Horse Activities: Ranch Riding

A relatively new but popular division in Western riding competition, Ranch Riding uses patterns to show off a working horse’s abilities. The patterns might include obstacles such as gates, logs or poles and might also require the horses to work around cattle.

In Ranch Riding classes, judges are looking for the following:

  • Versatility: the horse’s working ability as exhibited performing a pattern of required maneuvers and obstacles
  • Quality of movement: straight, free-flowing, naturally ground-covering and forward at working speed, with an even cadence and smooth transitions, ideally on a soft rein or light contact
  • Manners, attitude and responsiveness—a horse that looks willing, seems pleasant to ride and gets the job done

One of four prescribed patterns may be used, and the maneuvers may be performed in various combinations with the judge’s approval. Each horse and rider work through the pattern individually; there is no time limit.
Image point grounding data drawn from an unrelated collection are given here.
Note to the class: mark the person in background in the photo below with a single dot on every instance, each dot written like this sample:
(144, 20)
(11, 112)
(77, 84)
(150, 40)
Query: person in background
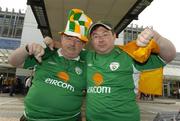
(60, 76)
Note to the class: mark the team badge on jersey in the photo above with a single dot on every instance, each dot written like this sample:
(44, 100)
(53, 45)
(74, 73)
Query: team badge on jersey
(63, 76)
(97, 78)
(114, 66)
(78, 70)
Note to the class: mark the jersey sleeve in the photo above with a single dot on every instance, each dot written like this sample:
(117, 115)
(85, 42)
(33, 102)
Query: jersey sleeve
(153, 62)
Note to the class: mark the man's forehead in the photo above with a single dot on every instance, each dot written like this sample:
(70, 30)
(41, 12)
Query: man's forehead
(100, 29)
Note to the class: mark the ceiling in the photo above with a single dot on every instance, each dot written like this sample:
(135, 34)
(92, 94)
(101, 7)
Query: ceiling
(51, 15)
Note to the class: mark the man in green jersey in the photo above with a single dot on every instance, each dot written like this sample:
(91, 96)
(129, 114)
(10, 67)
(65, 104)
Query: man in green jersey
(112, 74)
(60, 76)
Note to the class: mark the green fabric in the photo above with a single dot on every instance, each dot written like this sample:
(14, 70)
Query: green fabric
(50, 98)
(114, 98)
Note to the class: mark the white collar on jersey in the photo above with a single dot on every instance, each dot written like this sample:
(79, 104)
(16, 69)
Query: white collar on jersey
(60, 54)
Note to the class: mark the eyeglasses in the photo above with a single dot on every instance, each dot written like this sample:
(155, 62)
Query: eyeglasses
(103, 36)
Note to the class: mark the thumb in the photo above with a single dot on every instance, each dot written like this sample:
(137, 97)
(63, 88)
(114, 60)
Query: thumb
(39, 56)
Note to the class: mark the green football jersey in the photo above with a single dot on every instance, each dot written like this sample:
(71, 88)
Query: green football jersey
(111, 81)
(56, 91)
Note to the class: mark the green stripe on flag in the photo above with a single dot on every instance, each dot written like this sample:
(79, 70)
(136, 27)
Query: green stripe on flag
(77, 16)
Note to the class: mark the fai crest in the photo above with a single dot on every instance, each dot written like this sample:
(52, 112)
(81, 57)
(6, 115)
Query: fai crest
(114, 66)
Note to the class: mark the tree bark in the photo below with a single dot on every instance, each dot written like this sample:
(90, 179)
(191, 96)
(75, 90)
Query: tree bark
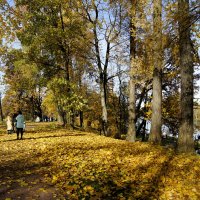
(131, 135)
(156, 122)
(185, 139)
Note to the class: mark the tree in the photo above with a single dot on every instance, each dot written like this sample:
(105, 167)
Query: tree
(106, 27)
(185, 139)
(131, 135)
(156, 123)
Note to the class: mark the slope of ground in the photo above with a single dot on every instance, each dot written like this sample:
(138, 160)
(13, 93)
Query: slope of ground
(52, 163)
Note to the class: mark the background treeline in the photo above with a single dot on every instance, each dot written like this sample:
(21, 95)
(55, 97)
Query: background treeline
(113, 65)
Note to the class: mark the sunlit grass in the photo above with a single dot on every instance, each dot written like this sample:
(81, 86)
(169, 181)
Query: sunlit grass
(78, 165)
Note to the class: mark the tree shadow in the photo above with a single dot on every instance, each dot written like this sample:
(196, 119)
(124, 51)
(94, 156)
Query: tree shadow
(43, 137)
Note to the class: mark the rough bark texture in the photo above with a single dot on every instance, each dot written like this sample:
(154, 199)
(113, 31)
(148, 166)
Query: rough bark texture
(131, 135)
(185, 139)
(156, 121)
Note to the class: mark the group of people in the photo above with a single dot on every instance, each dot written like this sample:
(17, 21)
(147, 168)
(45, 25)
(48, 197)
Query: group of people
(16, 124)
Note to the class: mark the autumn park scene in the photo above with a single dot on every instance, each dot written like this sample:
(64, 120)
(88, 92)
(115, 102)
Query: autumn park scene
(99, 100)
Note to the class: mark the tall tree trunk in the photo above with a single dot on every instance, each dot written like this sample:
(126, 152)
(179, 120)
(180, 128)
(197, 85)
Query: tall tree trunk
(131, 135)
(1, 112)
(185, 139)
(81, 118)
(156, 122)
(103, 105)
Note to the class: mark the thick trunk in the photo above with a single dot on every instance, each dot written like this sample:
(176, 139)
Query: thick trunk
(104, 108)
(185, 139)
(81, 118)
(156, 122)
(131, 135)
(1, 112)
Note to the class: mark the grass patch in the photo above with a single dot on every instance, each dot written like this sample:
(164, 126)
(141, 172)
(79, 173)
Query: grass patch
(55, 163)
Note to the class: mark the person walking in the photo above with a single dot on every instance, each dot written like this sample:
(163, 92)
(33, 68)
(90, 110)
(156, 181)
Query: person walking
(9, 124)
(20, 125)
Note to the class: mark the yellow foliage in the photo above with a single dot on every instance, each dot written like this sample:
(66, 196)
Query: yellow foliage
(81, 165)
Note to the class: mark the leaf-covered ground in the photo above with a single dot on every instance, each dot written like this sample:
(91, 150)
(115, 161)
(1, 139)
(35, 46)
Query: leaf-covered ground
(53, 163)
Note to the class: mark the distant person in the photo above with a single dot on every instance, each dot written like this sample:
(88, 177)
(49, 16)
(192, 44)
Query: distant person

Different association rulebooks may specify different requirements for Ranch Riding patterns, and they may vary, too, according to the level of the class. However, the required maneuvers almost always include: walk, jog and lope in both directions; extended jog and lope in at least one direction; a stop; and a back. The optional maneuvers might include: a side pass; a simple or flying change of lead; a walk, jog or lope over logs or pole(s); turns of 360° or more, in either direction; or some other maneuver that might be typical for a ranch horse.

Scoring is generally on the basis of 0 to 100; each maneuver receives a score that should be added or subtracted from the average score of 70 and is subject to a penalty that should be subtracted. Penalties may be given for issues such as breaking gait, inappropriate speed, incorrect lead, going off pattern, lack of natural ranch horse appearance, illegal equipment or disobedience.

The most successful horse breeds in Ranch Riding are generally American Quarter Horse, Paint Horse and Appaloosa or other stock types, and standard working Western tack is preferred in these classes.